Cinderford Northern Quarter – Site Investigation Works

Andrew Bluett and Mike Smart attended a briefing organised by Homes and Communities Agency and the Forest of Dean District Council at the council offices in Coleford on Friday 9th May regarding further site investigation works to be carried out at the CNQ site over the next few weeks.


The geophysical engineering contractor and professional ecologists lined up, under the watchful eye of the promoter, Homes and Communities Agency, to give the presentation which illustrated and described archaeological and geophysical investigation works to be carried out.


The archaeological works are intended to locate and seek more detail on former industrial remains including tramways and the like in various areas;


The geophysical investigations are aimed at locating a high pressure gas main that crosses the site, the route and details of which are apparently completely unknown, the detail of the limits, depths etc. of the opencast excavations and any other physical difficulties under the proposed development areas. The means of carrying out the geophysical investigation will include the use of 4 – 6 “low impact” drilling rigs and a variety of testing methods on a number of pre-determined lines, primarily across the site around the lake and between it and the Newtown/Steam Mills settlement areas to discover the characteristics of the ground below.


The works are to be carried out under a “European Protected Species” licence granted last week because of the known presence of the European-protected Great Crested Newt, and will commence on Monday 12th May, lasting for approximately 6 weeks.


Ahead of any work to be carried out we were assured that ecologists (from TACP, Cardiff – “Our Vision is the Future”) going ahead of the machines on hands and knees would carry out a “fingertip search”. There will be resident ecologists on site throughout the duration of the works who will monitor all species that may be affected, specifically the Great Crested Newts, reptiles and ground nesting birds. Species not specially protected like the Great Crested Newt would be subject to RAMs (Reasonable Avoidance Measures) which it was suggested would include 10 metre exclusion zones.


We were also advised that excavations would not in any single case last for more than a full working day, that spot boards and traffic mats would be placed to protect the ground and species under the working areas, that all spoil would be reinstated in the reverse order from which it is extracted and that there would be a full “audit trail” of documentation covering the ecological management protocol.


It was stated that ecological and archaeological information would be made public via the planning portal on the FoDDC web-site.


It is regrettable that this work is to be carried out at this time of year, in the midst of the breeding and reproductive season for most of the species inhabiting the site. Andrew Bluett advised the meeting that there were ground nesting Tree Pipits in the work area last year and that it was likely to be so this spring. On Sunday 11th May a discussion with Rob Husbands and a site visit confirmed that there were at least two Tree Pipit nests on the site in 2013 and that two singing males are currently present along with at least two Chiff Chaffs and five Willow Warblers. We are of course also fully aware of the habitation by the various reptiles, amphibians and invertebrates across the area.

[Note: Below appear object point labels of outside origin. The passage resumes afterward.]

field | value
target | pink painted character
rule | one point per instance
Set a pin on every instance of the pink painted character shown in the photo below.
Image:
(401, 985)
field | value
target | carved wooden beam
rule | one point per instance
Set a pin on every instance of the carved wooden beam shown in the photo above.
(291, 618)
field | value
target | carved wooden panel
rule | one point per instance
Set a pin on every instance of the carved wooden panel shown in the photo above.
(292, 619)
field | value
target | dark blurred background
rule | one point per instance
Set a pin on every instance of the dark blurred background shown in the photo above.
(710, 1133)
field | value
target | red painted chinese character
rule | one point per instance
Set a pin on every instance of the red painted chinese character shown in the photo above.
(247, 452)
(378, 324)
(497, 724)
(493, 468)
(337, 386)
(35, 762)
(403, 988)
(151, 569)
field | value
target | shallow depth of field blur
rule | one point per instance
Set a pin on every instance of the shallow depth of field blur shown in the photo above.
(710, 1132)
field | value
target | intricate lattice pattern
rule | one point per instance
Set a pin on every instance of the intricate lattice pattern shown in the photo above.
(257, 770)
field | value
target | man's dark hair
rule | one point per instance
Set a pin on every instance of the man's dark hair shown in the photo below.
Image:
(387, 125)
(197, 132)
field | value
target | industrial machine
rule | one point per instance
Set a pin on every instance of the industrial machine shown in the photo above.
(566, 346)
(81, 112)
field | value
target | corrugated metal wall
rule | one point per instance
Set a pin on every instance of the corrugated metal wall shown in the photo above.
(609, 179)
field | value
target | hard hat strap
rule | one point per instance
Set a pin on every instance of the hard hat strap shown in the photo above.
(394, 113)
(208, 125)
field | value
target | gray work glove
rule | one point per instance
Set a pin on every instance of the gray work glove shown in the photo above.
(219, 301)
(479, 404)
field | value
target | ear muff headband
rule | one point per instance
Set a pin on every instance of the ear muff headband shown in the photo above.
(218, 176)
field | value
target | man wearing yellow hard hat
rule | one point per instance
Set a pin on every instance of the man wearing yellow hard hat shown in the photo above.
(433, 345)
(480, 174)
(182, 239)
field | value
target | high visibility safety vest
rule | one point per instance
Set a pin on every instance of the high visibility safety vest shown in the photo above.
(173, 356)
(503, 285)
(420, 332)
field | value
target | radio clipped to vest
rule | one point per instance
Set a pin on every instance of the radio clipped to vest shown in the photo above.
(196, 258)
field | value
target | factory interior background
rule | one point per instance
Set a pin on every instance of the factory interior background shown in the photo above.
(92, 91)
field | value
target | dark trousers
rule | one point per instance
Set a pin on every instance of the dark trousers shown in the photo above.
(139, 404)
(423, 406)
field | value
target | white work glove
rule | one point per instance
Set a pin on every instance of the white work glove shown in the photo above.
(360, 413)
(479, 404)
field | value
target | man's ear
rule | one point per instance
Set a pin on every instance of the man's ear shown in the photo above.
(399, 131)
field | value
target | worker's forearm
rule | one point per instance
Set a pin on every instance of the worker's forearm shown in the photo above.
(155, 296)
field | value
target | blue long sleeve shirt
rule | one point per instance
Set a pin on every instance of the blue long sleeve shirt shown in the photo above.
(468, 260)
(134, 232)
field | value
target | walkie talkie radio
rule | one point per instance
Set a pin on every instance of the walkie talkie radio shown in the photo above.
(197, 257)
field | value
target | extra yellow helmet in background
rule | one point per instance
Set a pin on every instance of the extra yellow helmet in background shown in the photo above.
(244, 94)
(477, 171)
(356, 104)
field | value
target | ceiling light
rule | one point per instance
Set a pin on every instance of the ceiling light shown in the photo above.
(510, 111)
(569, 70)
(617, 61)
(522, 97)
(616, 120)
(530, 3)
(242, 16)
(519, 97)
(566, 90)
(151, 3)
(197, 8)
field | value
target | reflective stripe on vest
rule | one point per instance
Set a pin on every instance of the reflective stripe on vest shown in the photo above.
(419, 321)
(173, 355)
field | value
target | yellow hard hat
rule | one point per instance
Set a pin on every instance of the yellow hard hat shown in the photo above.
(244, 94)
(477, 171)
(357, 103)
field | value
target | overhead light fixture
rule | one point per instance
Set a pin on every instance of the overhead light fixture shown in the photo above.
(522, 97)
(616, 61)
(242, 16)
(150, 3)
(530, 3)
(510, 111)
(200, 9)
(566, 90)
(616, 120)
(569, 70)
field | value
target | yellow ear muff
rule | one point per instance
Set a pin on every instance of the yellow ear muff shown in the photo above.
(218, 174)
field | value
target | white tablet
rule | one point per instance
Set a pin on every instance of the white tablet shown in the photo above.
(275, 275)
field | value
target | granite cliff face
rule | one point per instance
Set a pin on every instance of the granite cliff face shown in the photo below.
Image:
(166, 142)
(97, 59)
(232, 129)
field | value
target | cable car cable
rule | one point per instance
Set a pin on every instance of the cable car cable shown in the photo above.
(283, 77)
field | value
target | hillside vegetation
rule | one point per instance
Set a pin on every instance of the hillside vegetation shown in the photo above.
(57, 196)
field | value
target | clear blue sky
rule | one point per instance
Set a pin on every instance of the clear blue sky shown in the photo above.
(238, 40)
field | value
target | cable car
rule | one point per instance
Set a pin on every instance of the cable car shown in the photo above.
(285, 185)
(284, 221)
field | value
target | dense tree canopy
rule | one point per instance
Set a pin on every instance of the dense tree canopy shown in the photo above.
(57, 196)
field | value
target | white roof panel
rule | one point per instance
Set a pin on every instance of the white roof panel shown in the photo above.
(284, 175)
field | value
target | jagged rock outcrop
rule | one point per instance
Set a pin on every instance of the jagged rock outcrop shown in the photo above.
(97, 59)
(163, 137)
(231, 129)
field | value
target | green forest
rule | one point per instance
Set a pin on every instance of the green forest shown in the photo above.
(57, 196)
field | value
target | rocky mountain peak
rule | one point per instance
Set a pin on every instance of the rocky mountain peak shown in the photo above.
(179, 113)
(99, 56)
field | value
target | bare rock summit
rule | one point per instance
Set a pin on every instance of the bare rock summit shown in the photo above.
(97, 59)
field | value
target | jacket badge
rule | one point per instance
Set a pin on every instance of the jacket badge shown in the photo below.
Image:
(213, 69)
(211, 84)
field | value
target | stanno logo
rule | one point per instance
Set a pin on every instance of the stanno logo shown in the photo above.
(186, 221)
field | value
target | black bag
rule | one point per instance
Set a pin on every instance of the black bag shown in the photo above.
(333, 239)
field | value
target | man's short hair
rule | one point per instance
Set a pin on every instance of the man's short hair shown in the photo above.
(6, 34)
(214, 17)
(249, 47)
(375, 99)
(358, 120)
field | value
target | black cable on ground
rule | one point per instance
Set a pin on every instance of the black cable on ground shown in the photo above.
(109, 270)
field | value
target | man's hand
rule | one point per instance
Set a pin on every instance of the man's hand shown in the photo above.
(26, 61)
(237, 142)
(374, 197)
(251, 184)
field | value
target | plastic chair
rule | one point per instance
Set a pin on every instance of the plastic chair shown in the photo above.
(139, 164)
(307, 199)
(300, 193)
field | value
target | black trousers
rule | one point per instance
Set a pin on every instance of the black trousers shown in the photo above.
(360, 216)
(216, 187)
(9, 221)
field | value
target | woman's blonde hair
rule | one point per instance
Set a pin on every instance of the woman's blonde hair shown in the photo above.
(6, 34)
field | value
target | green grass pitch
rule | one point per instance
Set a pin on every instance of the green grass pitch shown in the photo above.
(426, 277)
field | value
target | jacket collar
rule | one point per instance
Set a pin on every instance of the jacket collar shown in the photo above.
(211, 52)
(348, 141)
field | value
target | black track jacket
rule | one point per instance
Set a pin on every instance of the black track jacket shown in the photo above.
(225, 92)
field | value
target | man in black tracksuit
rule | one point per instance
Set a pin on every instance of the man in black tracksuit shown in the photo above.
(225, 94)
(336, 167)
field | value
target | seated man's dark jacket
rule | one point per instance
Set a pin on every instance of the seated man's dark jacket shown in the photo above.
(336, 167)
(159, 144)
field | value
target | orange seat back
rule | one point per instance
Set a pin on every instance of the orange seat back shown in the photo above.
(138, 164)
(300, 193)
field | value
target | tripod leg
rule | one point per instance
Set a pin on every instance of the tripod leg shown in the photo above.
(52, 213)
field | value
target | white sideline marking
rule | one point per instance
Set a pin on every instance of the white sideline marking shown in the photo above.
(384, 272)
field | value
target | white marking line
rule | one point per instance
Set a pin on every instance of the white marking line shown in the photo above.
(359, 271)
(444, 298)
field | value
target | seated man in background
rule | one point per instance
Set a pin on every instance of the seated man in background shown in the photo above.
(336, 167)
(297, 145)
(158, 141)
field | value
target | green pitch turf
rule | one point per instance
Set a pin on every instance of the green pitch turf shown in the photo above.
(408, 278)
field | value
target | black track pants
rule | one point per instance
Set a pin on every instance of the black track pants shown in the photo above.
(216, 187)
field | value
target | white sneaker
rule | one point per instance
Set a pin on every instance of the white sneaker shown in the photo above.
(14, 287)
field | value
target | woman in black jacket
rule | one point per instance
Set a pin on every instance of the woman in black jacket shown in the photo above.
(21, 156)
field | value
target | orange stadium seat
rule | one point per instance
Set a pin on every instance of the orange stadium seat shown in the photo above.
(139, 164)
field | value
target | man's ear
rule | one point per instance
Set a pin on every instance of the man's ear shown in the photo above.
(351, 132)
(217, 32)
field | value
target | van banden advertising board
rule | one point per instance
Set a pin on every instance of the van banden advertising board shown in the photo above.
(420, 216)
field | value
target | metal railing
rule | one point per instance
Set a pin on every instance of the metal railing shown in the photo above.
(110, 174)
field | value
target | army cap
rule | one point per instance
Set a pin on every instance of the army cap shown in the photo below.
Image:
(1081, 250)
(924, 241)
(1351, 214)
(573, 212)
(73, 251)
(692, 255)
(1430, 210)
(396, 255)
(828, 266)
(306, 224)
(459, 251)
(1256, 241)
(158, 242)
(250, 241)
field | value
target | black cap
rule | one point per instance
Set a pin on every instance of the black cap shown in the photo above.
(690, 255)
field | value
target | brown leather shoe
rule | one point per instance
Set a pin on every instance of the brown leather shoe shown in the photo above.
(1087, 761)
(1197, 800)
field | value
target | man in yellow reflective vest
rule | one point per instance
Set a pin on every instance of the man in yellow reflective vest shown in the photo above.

Andrew Bluett has postponed the next proposed GNS site visit to the 17th May so that any effects of the first weeks-worth of this work might be observed.


GNS will be considering the issues of the proposed land swap and the hybrid planning application over the next few days and in consultation with GWT will decide what comments we will make on both of these issues. We have received some information and comment already from specialists and will take these thoughts into account before making our own comments.